Она фыркнула в ответ. — Нежность, ага? — Больше чем она доселе могла догадываться, или чем он давал ей понять. — Значит то было представление для моего же блага? Я сейчас грохнусь в обморок от избытка признательности.
— Одна из черт, за которые тебя нельзя не любить — готовность в любое время грохнуться в обморок. — Он вздёрнул себя обратно на ноги. — А всё, полагаю, из-за твоего ранимого женского сердца. Пошли со мной, я тебе кое-что покажу. — Он повёл её оттуда сквозь деревья в сторону небольшой хатки, побеленные стены лучились под полуденным солнцем, Дружелюбный и Трясучка тянулись следом, как плохие воспоминания. — Должен признать, что наряду с оказанием любезности тебе и мучительным соблазном в конце концов дать Орсо хороший поджопник, требовали решения и несколько пустяковых шкурных вопросов.
— Иных не изменить ничем.
— Никогда, да и с какой стати?
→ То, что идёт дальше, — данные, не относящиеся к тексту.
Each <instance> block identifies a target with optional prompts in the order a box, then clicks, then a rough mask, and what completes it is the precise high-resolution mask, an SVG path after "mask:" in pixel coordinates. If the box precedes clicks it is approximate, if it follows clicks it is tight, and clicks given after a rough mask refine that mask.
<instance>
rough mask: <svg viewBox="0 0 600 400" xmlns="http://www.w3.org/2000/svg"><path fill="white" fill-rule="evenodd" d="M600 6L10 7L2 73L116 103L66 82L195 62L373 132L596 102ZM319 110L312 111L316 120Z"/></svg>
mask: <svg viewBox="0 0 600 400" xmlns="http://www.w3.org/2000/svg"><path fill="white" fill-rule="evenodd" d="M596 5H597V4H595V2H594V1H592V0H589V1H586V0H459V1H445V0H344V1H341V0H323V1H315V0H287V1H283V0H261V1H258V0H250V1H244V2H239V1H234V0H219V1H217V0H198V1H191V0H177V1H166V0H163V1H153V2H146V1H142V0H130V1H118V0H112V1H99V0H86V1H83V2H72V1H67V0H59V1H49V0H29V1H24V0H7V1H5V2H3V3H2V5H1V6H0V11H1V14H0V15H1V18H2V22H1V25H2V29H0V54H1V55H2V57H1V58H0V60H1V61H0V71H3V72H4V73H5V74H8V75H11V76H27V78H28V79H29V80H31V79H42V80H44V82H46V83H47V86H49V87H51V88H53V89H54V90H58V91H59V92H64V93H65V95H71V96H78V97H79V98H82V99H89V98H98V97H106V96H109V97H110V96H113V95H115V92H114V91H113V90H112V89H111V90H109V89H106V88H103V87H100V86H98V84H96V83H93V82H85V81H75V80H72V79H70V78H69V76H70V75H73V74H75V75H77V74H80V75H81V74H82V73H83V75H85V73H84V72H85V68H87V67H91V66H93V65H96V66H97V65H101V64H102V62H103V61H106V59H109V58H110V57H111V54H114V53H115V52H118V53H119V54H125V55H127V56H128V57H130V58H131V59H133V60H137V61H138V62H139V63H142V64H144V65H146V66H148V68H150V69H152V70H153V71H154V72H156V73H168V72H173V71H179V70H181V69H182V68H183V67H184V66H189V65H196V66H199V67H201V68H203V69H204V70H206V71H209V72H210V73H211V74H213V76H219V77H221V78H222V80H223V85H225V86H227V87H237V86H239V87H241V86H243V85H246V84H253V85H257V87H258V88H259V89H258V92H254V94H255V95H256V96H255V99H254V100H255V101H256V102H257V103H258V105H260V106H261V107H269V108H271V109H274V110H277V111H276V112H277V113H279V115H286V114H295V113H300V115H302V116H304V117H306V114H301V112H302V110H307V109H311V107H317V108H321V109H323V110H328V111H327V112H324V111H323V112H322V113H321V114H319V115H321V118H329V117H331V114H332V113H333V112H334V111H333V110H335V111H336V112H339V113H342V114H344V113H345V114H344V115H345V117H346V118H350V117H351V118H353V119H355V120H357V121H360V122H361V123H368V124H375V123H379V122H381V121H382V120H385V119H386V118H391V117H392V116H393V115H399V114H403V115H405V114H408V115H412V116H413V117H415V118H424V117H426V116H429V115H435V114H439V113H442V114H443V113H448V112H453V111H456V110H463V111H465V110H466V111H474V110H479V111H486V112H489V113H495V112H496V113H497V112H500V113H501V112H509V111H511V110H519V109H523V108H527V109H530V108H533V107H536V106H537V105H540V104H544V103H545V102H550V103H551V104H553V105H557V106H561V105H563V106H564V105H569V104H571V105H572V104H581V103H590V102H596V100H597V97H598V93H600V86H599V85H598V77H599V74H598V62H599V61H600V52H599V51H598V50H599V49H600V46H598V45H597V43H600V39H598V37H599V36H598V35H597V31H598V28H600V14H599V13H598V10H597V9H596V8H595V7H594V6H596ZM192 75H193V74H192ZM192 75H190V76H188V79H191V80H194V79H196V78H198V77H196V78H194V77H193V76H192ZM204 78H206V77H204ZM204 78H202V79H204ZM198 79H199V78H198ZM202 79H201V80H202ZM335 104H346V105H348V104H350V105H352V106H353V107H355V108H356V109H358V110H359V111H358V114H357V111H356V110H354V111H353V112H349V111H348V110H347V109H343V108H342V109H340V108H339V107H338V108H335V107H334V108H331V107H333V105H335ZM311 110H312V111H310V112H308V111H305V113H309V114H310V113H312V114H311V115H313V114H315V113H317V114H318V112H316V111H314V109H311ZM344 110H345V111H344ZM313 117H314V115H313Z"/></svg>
Предложение включило в себя изрядное количество гуркского золота. Впрочем ты знаешь, ты же первой его предлагала. Вот, а Рогонт был так добр, пообещав мне, при случае, теперь уже весьма вероятном, его коронации королём Стирии — великое герцогство Виссеринское.
Он с чувством глубокого удовлетворения наблюдал её вздох замешательства.
— Ты? Великий герцог Виссеринский? Пиздец!
— Я скорее всего не буду употреблять слово "пиздец" при подписи моих указов, но в остальном верно. Великий герцог Никомо звучит просто здорово, а? Да и вообще, Сальер помер.
— Уж я-то в курсе.
— У него нет наследника, даже отдалённого. Город разграблен, выжжен дотла, провинция в упадке, большинство населения сбежало, убито или ещё как-то злоупотребило ситуацией. Виссерину нужен сильный и самоотверженный вождь, чтобы вернуть былую славу.
— Но вместо него у них будешь ты.
Он позволил себе похихикать. — А кто лучше-то? Иль я не уроженец Виссерина?
— Как и множество других. Что-то не видать, чтобы они хапали себе герцогский титул.
— Вот и хорошо, ведь он один и он мой.
— Да зачем тебе вообще это надо? Обязанности? Ответственность? Мне казалось, тебя со всего такого воротит?
— Мне самому всегда так казалось, но моя путеводная звезда завела меня в сточную канаву. Я прожил неплодотворную жизнь, Монцкарро.
— Не говори.
— Я растратил свой дар за просто так. Самооплакивание и самобичевание дурной тропинкой самонебрежения и самоущемления подвели меня на самый край саморазрушения. В чём же основная проблема?
— В тебе самом?
— Вот именно. Тщеславие, Монза. Зацикленность на себе. Признак незрелости. Мне нужно, ради самого себя и моих верных последователей, повзрослеть. Направить свой талант во вне. Это как раз то, с чем ты пыталась до меня достучаться — приходит время, когда человек должен чего-то держаться. Что же может быть лучше, чем искренне посвятить себя служению моему родному городу?
— Ты искренне посвящаешь себя служению. Увы бедному Виссеринскому граду.
— Им будет лучше, чем было с этим падким на плохо лежащее искусство обжорой.
— Теперь у них будет падкий на плохо лежащее всё на свете пьяница.
— Ты меня недооцениваешь, Монцкарро. Человек способен измениться.
— Мне казалось, ты только что сказал никогда?
— Передумал. И почему бы нет? Одним днём я убил двух зверей — состояние и одно из богатейших герцогств в Стирии впридачу.